OK, so they are close in this example. But was this just luck and a special case of N=50?

2 Simulation

Let’s do what we did above, but running a few thousand simulations for different N and means (mu):

library(tidyverse)
signed_rank = function(x) sign(x) * rank(abs(x))

# Parameters
Ns = c(seq(from=6, to=20, by=2), 30, 50, 80)
mus = c(0, 1, 2)  # Means
PERMUTATIONS = 1:200

# Run it
D = expand.grid(set=PERMUTATIONS, mu=mus, N=Ns) %>%
  mutate(
    # Generate data
    data = map2(mu, N, function(mu, N) mu + sample(weird_data, N)),
    
    # Run tests
    wilcox_raw = map(data, ~ wilcox.test(.x)),
    ttest_raw = map(data, ~ t.test(signed_rank(.x))),
    
    # Tidy it up
    wilcox = map(wilcox_raw, broom::tidy),
    ttest = map(ttest_raw, broom::tidy)
  ) %>%
  
  # Get as columns instead of lists; then remove "old" columns
  unnest(wilcox, ttest, .sep='_') %>%
  select(-data, -wilcox_raw, -ttest_raw)

head(D)

Let’s take a look at how the p-values from the “ranked t-test” compare to Wilcoxon p-values:

D$N = factor(D$N)  # Make N a factor for prettier plotting

library(ggplot2)
library(patchwork)

# A straight-up comparison of the p-values
p_relative = ggplot(D, aes(x=wilcox_p.value, y=ttest_p.value, color=N)) + 
  geom_line() + 
  geom_vline(xintercept=0.05, lty=2) +
  geom_hline(yintercept=0.05, lty=2) +
  
  labs(title='Absolute relation', x = 'Wilcoxon p-value', y = 'T-test p-value') + 
  #coord_cartesian(xlim=c(0, 0.10), ylim=c(0, 0.11)) + 
  theme_gray(13) + 
  guides(color=FALSE)

# Looking at the difference (error) between p-values
p_error_all = ggplot(D, aes(x=wilcox_p.value, y=ttest_p.value-wilcox_p.value, color=N)) + 
  geom_line() + 
  geom_vline(xintercept=0.05, lty=2) +
  
  labs(title='Error', x = 'Wilcoxon p-value', y = 'T-test p-value deviation') + 
  theme_gray(13) + 
  guides(color=FALSE)

# Same, but zoomed in around p=0.05
p_error_zoom = ggplot(D, aes(x=wilcox_p.value, y=ttest_p.value-wilcox_p.value, color=N)) + 
  geom_line() + 
  geom_vline(xintercept=0.05, lty=2) +
  
  labs(title='Zoomed error', x = 'Wilcoxon p-value', y = 'T-test p-value deviation') + 
  coord_cartesian(xlim=c(0, 0.10), ylim=c(-0.020, 0.000)) + 
  theme_gray(13)

# Show it. Patchwork is your friend!
p_relative + p_error_all + p_error_zoom

3 Conclusion

The “signed rank t-test”" underestimates p (it is too liberal), but I would say that this deviance is acceptable for N > 14, i.e. where the error is at most 0.5% in the “critical” region around p=5%. N Needs to exceed 30 before p becomes virtually identical to Wilcoxon (difference less than 0.2%).

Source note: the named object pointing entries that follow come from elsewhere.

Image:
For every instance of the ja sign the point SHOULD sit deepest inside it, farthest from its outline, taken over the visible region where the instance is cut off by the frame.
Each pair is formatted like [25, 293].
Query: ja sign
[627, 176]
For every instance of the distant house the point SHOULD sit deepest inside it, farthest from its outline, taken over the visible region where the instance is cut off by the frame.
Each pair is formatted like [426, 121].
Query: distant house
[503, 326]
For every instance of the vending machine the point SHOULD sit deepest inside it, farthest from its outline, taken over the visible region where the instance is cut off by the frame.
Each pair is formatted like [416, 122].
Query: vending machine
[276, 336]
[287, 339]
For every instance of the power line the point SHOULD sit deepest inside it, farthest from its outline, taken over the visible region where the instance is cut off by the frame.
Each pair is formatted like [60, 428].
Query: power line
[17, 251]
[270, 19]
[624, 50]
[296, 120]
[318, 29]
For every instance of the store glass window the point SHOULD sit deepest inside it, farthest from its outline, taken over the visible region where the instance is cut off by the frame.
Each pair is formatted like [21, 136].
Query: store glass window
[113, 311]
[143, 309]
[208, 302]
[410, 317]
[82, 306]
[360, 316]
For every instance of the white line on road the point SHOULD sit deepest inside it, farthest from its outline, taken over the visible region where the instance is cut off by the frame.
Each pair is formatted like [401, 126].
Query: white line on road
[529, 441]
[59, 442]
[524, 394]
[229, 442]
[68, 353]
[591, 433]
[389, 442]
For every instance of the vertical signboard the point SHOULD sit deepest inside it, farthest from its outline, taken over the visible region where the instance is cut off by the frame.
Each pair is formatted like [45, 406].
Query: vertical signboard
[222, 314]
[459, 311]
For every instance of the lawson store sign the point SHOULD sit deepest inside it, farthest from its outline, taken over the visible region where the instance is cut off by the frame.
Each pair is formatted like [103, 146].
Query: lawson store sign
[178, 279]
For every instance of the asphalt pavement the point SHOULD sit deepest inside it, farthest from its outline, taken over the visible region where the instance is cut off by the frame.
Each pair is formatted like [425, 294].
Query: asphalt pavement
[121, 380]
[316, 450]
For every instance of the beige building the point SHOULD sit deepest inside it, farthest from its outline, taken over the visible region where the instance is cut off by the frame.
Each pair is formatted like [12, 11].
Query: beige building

In further testing, I found that the p-value curves are not affected by simply shifting the data away from the test value, thus lowering the means. Similarly, the overall shape is similar for various crazy and non-crazy distributions. For simplicity, I have unfolded this here.

It has also been suggested to use Z-transforms of the ranks, though I’ve found this to introduce larger differences in p-values.